Quem é que no serviço público nunca se deparou com a situação de ter  que tomar uma decisão imediata, uniforme, racional e legal? Ao serviço público de maneira geral, tem sido cobrada e exigida cada vez mais uma prestação adequada e eficiente. Mas como se falar em eficiência se não prestigiarmos um dos pilares basilares deste princípio, definido no caput do art. 37 da Constituição da República Federativa do Brasil?

Cremos que o primeiro pilar a ser reforçado e o primeiro passo a ser dado para que a administração comece a atingir patamares de destaque em eficiência e atendimento eficaz à coletividade, será quando ela der a verdadeira importância ao processo de qualificação permanente de seus servidores.

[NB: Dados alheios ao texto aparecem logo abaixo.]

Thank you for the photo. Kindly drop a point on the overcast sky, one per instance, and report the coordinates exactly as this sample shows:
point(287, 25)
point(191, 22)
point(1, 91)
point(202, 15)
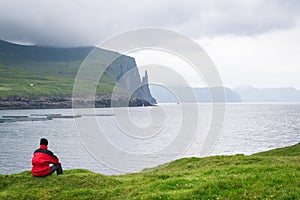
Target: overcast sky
point(252, 42)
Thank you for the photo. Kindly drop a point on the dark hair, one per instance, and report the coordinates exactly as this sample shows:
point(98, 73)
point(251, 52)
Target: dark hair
point(44, 141)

A educação jamais poderá ser considerada como um gasto público, mas sim como um investimento público. Esse investimento busca trazer eficiência e eficácia aos atos administrativos, inclusive no que diz respeito a se alcançar, como as licitações buscam, a proposta mais vantajosa e a promover o desenvolvimento nacional sustentável.

Aprendizagem é o processo pelo qual as competências, habilidades, conhecimentos, comportamento ou valores são adquiridos ou modificados, como resultado de estudo, experiência, formação, raciocínio e observação. Este processo pode ser analisado a partir de diferentes perspectivas, de forma que há diferentes teorias de aprendizagem. Aprendizagem é uma das funções mentais mais importantes em humanos e animais, e também pode ser aplicada a sistemas artificiais.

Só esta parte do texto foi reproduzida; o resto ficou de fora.